私たちは、過去に起きた出来事を直接経験してはいません。だからこそ、歴史を学び、記録を読み、証言に耳を傾けます。

その一方で、出来事から時間が経ち、当時を知る人が少なくなっていくなか、「知る」ことだけではなく、過去を生きた誰かの言葉と、いまを生きる私たちがどんな関係を結べるのかを考えることも、必要なのではないかと思うのです。

そんな問いを、戦争を経験した人が残した言葉に「返事を書く」という小さな体験から考えるイベントを開催します。
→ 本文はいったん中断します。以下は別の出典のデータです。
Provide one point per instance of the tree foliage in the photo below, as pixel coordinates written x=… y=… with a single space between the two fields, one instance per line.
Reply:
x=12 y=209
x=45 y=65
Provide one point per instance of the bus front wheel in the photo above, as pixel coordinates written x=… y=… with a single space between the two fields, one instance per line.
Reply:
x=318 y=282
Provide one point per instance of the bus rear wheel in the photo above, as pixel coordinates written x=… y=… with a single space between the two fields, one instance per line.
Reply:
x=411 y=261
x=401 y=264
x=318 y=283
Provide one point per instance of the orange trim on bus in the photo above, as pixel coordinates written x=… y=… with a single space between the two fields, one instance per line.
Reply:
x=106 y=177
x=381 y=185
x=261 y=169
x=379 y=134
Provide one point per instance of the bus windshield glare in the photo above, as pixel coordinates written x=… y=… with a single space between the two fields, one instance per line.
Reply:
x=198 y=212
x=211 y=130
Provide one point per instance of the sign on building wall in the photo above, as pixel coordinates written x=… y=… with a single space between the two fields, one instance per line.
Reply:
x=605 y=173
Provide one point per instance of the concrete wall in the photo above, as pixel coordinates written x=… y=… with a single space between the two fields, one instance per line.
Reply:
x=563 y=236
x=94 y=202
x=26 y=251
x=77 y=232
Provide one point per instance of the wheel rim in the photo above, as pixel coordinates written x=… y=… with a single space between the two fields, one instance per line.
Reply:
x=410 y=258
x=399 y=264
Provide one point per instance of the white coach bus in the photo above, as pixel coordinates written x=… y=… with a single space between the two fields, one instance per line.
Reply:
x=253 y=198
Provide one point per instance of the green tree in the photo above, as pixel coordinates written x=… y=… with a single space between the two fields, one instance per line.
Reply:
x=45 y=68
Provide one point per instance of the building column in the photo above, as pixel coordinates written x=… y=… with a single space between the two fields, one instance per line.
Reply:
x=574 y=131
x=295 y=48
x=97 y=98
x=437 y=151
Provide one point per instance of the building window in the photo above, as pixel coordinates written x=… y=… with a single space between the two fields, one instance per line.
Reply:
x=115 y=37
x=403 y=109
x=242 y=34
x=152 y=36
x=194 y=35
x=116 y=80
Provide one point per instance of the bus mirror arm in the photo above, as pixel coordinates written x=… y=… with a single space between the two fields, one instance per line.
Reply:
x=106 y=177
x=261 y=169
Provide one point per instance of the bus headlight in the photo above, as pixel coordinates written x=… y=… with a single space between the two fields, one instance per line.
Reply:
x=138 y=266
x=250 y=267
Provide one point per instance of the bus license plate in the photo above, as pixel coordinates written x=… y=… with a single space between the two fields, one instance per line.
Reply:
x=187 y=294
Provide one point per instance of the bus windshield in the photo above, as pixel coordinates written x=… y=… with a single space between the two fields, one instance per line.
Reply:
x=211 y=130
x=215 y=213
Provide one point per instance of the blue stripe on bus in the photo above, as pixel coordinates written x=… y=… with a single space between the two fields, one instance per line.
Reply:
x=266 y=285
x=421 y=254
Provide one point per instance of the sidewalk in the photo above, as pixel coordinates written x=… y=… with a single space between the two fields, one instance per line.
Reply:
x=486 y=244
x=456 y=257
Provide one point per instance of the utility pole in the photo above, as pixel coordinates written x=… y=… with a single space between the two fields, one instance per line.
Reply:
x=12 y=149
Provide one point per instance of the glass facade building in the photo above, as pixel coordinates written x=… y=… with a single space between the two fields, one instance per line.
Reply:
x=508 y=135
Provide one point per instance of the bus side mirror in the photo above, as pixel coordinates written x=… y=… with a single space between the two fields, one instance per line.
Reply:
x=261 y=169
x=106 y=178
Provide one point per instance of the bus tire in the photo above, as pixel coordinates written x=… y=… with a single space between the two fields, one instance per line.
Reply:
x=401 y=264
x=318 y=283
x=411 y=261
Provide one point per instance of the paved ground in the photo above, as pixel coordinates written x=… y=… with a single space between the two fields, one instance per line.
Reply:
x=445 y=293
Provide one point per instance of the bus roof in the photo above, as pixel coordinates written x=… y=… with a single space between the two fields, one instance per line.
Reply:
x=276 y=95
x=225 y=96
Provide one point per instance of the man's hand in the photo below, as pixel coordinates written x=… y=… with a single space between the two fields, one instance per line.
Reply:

ゲストにお迎えするのは、戦没学徒の手紙に向き合い、自らの言葉で応答を綴ったエッセイ集『水平線を歩く』の著者・のせななさん。戦争や平和をめぐる記憶と向き合いながら、知覧や沖縄を訪れ、そこで出会った言葉や風景を手がかりに、自分自身と過去との距離を見つめてきたのせさん。その経験を伺いながら、「経験していない記憶を受け取る」とはどういうことなのかを一緒に考えます。

水平線を歩く

「核廃絶」「平和」「戦争をなくす」──どれも大切な言葉である一方で、あまりに大きな言葉だからこそ、自分の暮らしからは少し遠く感じてしまうこともあります。けれど、一人ひとりの経験から生まれた言葉に耳を澄ますと、教科書のなかにあった「戦争」という出来事が、少しずつ誰かの生活の風景として立ち上がってくることがあります。

「あなたの言葉を読んで、こんなことを思いました」
「まだ、よくわかりません」
「もし会えたら、こんなことを聞いてみたいです」

後半には、参加者それぞれが心に残った誰かの言葉を一つ選び、その人に向けて「いまを生きる自分からの返事」を書く時間を用意します。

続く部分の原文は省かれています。